How do GNN recommendations differ from content-based filtering?

Content-based filtering recommends items similar to what a user has consumed, based on content features (genre, tags). GNNs combine content similarity with collaborative signal: they see that users who watched documentary A also watched drama B, even if A and B are dissimilar in content features. This enables cross-genre discovery that content-based filtering cannot achieve.

What interactions should be included in the user-content graph?

Views, completions, likes, shares, saves, and time-spent. Each interaction type becomes a separate edge type with different weights. Completion is stronger signal than views, shares are stronger than likes. The heterogeneous graph captures engagement depth, not just clicks.

How do you handle the cold-start problem for new content?

New content nodes have content features (title embedding, genre, creator) but no interaction edges. GraphSAGE encodes these features through the creator and genre nodes, which are well-connected. A new video from a popular creator inherits relevance signal from the creator's existing audience graph.

How do you balance exploration vs exploitation in GNN recommendations?

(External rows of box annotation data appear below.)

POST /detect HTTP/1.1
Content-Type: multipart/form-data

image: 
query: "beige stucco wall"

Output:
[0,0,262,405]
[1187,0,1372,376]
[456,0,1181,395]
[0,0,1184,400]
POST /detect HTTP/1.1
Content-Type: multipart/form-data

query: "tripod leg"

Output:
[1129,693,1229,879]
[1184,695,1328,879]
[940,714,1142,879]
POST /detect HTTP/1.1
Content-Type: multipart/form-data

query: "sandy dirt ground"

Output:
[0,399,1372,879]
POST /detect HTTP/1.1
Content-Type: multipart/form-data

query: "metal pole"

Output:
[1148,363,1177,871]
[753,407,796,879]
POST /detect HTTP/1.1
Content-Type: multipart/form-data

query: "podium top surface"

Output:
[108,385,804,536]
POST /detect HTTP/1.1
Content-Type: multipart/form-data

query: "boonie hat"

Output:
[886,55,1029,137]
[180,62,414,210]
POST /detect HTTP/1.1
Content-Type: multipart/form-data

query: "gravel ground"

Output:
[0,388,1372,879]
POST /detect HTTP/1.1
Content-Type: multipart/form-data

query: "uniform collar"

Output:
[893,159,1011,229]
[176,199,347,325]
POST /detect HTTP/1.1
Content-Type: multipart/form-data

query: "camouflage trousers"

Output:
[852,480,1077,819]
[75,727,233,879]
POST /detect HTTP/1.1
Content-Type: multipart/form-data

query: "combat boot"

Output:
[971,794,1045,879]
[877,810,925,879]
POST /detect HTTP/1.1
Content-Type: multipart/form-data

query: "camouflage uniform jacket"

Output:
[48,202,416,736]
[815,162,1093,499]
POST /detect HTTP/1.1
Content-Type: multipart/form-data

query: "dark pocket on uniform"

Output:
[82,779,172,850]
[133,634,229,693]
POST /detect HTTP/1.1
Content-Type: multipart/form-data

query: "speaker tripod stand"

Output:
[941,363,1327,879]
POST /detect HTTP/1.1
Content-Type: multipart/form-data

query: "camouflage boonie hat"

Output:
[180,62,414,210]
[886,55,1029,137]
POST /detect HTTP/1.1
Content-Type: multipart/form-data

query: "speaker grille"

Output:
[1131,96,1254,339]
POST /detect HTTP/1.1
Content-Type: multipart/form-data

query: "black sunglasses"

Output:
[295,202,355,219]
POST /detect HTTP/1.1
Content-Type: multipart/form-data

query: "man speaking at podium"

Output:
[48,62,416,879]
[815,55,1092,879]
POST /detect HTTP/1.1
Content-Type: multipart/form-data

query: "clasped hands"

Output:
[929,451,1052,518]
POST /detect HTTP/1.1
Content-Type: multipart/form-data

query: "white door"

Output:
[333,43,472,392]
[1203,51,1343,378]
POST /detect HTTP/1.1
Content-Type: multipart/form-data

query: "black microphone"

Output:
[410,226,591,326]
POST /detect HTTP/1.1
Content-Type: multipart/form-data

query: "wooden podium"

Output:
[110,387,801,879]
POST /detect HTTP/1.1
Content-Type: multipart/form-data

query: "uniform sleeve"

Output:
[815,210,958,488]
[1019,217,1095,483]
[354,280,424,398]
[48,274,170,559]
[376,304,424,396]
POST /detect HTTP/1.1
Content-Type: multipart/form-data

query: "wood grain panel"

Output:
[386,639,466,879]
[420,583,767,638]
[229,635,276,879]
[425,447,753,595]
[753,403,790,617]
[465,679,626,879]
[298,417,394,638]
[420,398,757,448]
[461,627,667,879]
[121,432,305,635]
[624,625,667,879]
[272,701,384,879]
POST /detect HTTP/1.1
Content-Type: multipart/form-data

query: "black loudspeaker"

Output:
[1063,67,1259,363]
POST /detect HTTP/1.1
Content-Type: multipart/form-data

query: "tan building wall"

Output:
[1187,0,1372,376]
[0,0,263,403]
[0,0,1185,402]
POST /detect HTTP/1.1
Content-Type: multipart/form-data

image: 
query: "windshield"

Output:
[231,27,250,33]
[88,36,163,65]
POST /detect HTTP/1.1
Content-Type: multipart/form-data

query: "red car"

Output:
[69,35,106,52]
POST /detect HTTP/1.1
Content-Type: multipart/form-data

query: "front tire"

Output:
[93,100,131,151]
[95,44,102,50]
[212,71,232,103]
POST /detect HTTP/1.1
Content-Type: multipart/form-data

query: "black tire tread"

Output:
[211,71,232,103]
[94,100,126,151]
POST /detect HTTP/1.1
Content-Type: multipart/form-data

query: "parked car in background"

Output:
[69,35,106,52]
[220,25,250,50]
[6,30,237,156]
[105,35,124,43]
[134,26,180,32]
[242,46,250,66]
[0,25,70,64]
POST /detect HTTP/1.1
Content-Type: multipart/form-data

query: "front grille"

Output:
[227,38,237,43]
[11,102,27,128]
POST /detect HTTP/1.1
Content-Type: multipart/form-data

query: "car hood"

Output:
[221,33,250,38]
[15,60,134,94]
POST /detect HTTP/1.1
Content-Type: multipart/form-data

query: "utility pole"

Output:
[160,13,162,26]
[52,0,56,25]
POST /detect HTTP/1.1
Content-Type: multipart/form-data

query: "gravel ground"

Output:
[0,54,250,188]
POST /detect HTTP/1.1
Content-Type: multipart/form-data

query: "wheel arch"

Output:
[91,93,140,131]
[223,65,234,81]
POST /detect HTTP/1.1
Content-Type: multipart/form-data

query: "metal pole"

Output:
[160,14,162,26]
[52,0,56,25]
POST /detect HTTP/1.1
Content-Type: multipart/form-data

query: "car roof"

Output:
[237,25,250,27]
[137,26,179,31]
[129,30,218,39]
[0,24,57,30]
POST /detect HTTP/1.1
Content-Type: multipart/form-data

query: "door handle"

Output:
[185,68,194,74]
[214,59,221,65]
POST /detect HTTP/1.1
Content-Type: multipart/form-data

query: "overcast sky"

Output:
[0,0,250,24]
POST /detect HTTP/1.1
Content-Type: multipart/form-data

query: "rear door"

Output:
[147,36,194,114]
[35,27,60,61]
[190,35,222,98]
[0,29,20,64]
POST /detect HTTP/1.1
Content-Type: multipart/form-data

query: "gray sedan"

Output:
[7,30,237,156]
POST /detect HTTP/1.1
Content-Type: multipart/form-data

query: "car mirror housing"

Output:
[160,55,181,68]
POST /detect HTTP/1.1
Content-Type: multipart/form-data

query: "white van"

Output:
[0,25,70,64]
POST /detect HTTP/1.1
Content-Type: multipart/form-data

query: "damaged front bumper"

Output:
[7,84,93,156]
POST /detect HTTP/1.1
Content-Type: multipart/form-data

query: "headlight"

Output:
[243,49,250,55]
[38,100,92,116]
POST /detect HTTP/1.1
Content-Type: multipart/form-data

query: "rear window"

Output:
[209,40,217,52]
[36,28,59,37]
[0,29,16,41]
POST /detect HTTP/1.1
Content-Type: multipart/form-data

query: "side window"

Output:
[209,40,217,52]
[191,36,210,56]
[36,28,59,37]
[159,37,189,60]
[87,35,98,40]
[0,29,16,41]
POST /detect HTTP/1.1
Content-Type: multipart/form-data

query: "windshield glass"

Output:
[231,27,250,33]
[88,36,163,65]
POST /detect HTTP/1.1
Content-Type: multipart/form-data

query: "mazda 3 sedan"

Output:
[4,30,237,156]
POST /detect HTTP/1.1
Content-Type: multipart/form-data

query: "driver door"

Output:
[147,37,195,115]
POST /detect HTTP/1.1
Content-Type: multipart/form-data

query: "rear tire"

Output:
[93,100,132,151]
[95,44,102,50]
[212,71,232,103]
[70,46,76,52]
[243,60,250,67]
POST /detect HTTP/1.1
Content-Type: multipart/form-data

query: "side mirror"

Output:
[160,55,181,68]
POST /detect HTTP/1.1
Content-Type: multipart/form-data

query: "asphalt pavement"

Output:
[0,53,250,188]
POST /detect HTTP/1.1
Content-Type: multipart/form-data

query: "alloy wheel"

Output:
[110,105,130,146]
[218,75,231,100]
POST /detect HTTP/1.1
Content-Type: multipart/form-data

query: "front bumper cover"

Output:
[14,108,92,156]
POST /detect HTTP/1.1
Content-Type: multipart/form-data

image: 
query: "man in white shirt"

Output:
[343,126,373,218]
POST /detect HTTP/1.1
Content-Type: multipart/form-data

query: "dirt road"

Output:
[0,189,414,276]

Add diversity by sampling from the full embedding space rather than always returning the top-K nearest neighbors. Use epsilon-greedy: with probability epsilon, sample from a broader set of candidates based on graph distance. The GNN provides the exploitation signal; the sampling strategy provides exploration.

Can KumoRFM generate content recommendations?

Yes. KumoRFM takes your content database (users, content, interactions, creators) and generates personalized recommendations with one PQL query. It handles content cold-start, engagement depth, and cross-genre discovery automatically.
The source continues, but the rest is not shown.